«Il lavoro invisibile delle donne» sul nuovo numero di «Donne Chiesa Mondo»

Disponibile da sabato 7 febbraio 2026 l’ultima edizione del mensile femminile dell’«Osservatore Romano»

È disponibile da sabato 7 febbraio 2026 il nuovo numero di «Donne Chiesa Mondo», il mensile femminile dell’«Osservatore Romano» curato da Rita Pinci, dedicato al lavoro invisibile delle donne: il lavoro di cura, non riconosciuto e non retribuito. Un’attività fondamentale per il funzionamento delle società, ma spesso esclusa dalle statistiche, dalle tutele e dal dibattito pubblico.

Anche nelle istituzioni ecclesiali una parte rilevante della vita quotidiana si regge sul lavoro femminile: un contributo spesso decisivo, non sempre nominato come tale e spesso definito semplicemente “servizio”.

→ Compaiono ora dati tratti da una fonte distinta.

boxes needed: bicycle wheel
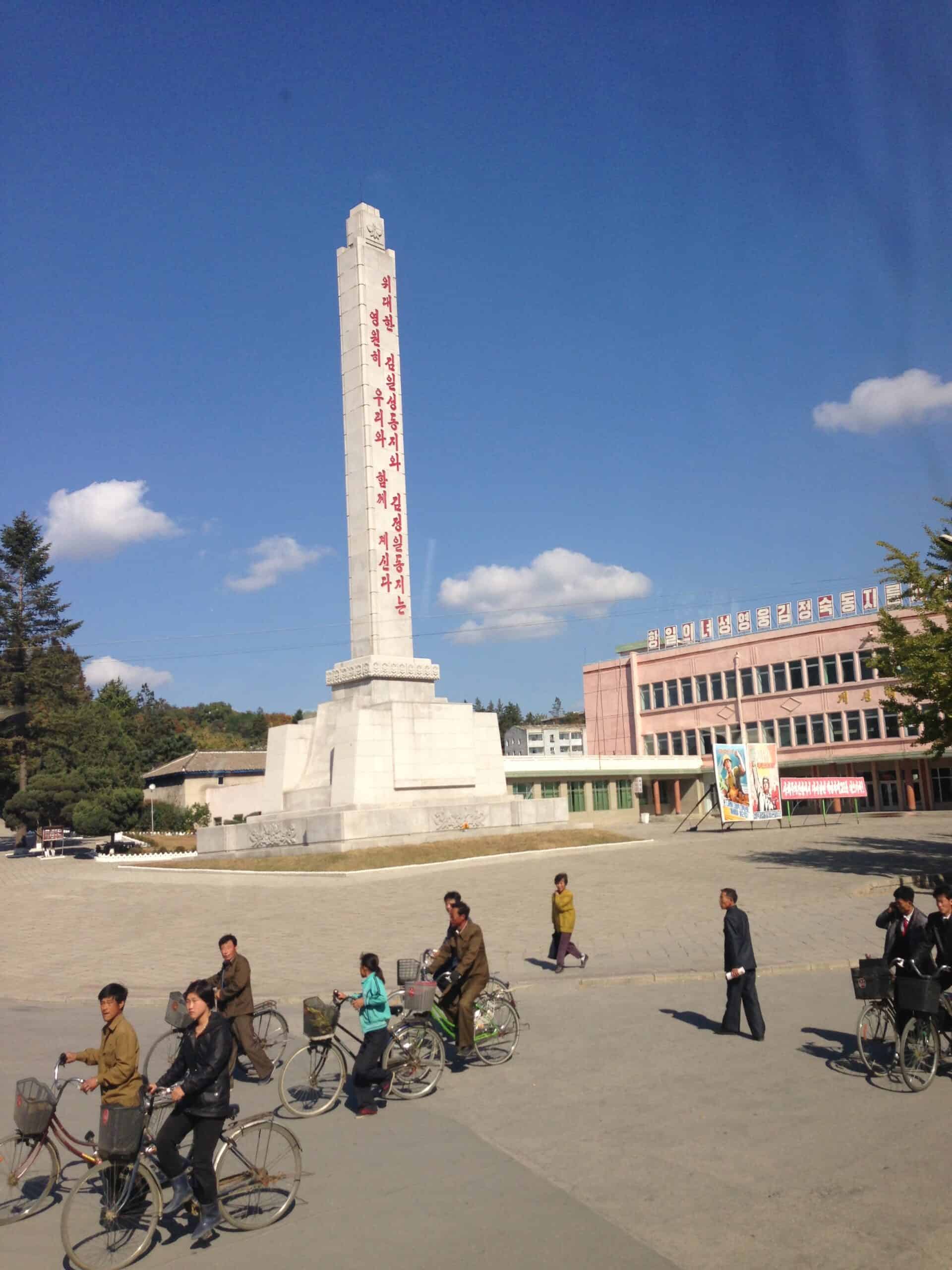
[0,1133,60,1225]
[278,1040,347,1116]
[215,1118,301,1231]
[238,1009,291,1076]
[383,1021,447,1098]
[142,1027,183,1084]
[474,1000,519,1067]
[898,1018,939,1093]
[60,1161,163,1270]
[855,1001,898,1076]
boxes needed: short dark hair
[185,979,215,1010]
[99,983,128,1006]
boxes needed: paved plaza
[0,816,952,1270]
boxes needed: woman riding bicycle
[149,979,231,1247]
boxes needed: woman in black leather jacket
[149,979,232,1246]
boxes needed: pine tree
[0,512,82,790]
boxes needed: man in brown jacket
[430,900,489,1058]
[66,983,142,1107]
[208,935,274,1081]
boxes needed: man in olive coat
[430,900,489,1058]
[208,935,274,1081]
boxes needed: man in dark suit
[721,887,767,1040]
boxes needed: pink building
[583,612,952,814]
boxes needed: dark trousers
[354,1027,390,1107]
[155,1106,225,1204]
[721,970,767,1038]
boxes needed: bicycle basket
[404,979,437,1015]
[13,1076,56,1138]
[896,975,942,1015]
[304,997,340,1040]
[849,961,890,1001]
[397,957,420,988]
[165,992,192,1031]
[97,1105,146,1159]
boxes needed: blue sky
[0,0,952,710]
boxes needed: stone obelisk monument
[198,203,569,853]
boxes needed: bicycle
[142,993,291,1083]
[278,997,446,1118]
[0,1054,99,1225]
[60,1089,301,1270]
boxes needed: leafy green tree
[0,512,82,790]
[873,498,952,758]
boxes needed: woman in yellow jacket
[552,874,589,974]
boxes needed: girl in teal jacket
[334,952,391,1115]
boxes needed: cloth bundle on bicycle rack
[97,1105,146,1159]
[165,992,192,1031]
[304,997,340,1040]
[896,975,942,1015]
[13,1076,56,1138]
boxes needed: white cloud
[814,370,952,433]
[225,535,330,590]
[439,547,651,644]
[47,480,181,560]
[82,657,172,692]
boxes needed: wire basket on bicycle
[304,997,340,1040]
[13,1076,56,1138]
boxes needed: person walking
[149,979,234,1247]
[720,887,767,1040]
[334,952,392,1115]
[209,935,274,1084]
[552,874,589,974]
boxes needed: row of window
[642,710,919,756]
[639,650,879,710]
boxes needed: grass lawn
[134,829,630,873]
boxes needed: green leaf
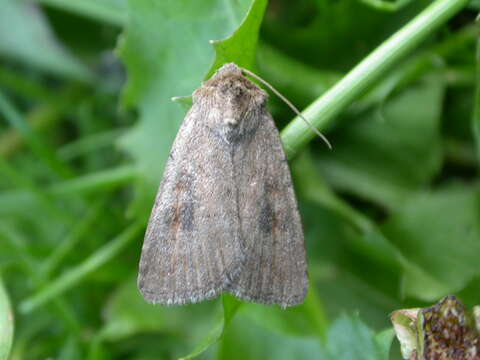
[0,0,92,81]
[20,221,145,313]
[326,315,393,360]
[383,185,480,301]
[318,78,443,208]
[99,273,217,342]
[120,0,261,209]
[37,0,127,25]
[0,280,13,360]
[180,295,242,360]
[217,314,326,360]
[207,0,267,78]
[241,281,328,340]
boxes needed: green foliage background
[0,0,480,360]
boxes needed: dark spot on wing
[258,196,275,234]
[180,200,195,231]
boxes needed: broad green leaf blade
[120,0,261,210]
[216,313,327,360]
[241,281,328,340]
[180,295,242,360]
[326,315,389,360]
[0,0,92,81]
[207,0,267,77]
[384,185,480,300]
[318,78,443,208]
[0,280,13,360]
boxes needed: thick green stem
[282,0,468,157]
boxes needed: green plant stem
[282,0,468,157]
[472,16,480,161]
[0,279,13,359]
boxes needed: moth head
[200,63,268,112]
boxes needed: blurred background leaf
[0,0,92,81]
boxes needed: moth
[138,63,308,308]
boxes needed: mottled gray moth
[138,63,308,308]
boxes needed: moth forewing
[138,64,308,307]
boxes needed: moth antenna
[242,68,332,150]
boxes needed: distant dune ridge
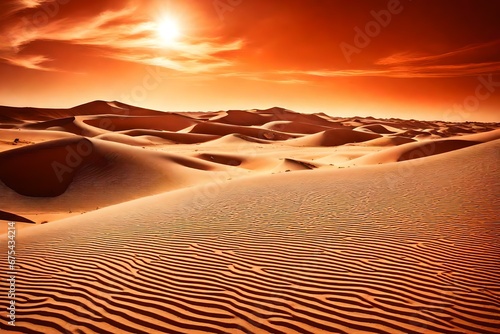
[0,101,500,334]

A partire dalla Rerum novarum di Leone XIII fino alle parole di papa Francesco, che ha definito la disparità salariale un «puro scandalo», il numero ricostruisce il lungo e complesso rapporto tra lavoro, donne e riconoscimento sociale, dentro e fuori la Chiesa. Un percorso che attraversa il Novecento e arriva fino ai giorni nostri. Ancora oggi, infatti, oltre il 70 per cento dell’assistenza familiare non retribuita – dalla cura dei figli a quella degli anziani e delle persone con disabilità – grava sulle donne. Un carico strutturale, reso “naturale” per secoli, che oggi mostra tutte le sue crepe, tra crisi dei servizi, promesse mancate di conciliazione e nuove forme di disuguaglianza.

Il mensile dà spazio alle voci del femminismo, alle battaglie delle donne cattoliche per la parità salariale e per il riconoscimento del lavoro domestico, e alle riflessioni di teologhe, economiste e studiose che propongono di ripensare i modelli economici a partire dalle relazioni, dal bene comune e dall’equità.

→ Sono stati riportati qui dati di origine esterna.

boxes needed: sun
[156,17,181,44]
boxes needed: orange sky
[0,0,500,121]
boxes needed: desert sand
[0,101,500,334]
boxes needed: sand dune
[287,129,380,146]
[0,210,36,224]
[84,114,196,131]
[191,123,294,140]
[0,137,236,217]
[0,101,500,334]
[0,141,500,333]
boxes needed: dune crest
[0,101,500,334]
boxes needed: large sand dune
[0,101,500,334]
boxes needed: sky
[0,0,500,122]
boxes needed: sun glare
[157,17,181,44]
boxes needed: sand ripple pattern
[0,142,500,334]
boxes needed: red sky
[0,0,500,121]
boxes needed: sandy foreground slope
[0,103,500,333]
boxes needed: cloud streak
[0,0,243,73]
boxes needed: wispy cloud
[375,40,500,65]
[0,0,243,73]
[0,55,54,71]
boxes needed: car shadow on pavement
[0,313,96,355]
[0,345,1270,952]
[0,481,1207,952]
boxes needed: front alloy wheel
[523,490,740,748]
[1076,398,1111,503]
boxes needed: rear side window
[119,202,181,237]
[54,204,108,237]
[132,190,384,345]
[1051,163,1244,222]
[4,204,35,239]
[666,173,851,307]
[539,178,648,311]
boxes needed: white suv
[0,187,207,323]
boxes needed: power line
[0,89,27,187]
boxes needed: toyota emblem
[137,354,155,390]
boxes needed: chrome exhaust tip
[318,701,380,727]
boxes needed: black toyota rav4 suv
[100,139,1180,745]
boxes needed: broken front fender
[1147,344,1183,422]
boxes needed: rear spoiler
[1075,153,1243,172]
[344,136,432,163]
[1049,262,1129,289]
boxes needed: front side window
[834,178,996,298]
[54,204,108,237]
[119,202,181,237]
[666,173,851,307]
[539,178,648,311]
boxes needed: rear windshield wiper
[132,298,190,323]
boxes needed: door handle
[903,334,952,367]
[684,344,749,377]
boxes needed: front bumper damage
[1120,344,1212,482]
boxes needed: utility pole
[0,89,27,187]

Emilia Palladino, docente alla Facoltà di Scienze Sociali della Pontificia Università Gregoriana, analizza il rapporto tra donne, lavoro e cura alla luce della dottrina sociale della Chiesa. La biblista Marinella Perroni riflette invece sui “mille ruoli, tutti in uno” della donna di valore biblica.

Sei giornaliste raccontano e incontrano figure femminili emblematiche ed esemplari. Federica Re David ripercorre le storie di Dorothy Day, Simone Weil, Madeleine Delbrel, Armida Barelli, Chiara Lubich, Tina Anselmi e Adelaide Coari. Elisa Calessi intervista Sonia Malaspina, manager con una lunga esperienza in gruppi internazionali – tra cui Dell, Lucent Technologies, Kellogg, Danone e oggi GLS – che porta il tema della cura nel mondo aziendale. Marie-Lucile Kubacki dialoga con suor Cécile Renouard, religiosa dell’Assunzione, filosofa ed economista. Vittoria Prisciandaro racconta teologhe e laiche che guidano comunità in Austria e Svizzera. Gloria Satta recensisce il docufilm «She» del regista e antropologo napoletano Parsifal Reparato, dedicato alla condizione estrema delle operaie di una fabbrica di materiali elettronici in Vietnam. Ritanna Armeni intervista la statistica ed ex dirigente Istat Linda Laura Sabbadini.

La scrittrice Lucia Tancredi firma infine un racconto sullo sciopero del 1902 delle Piscinine, bambine sfruttate nel lavoro nella Milano tra Otto e Novecento.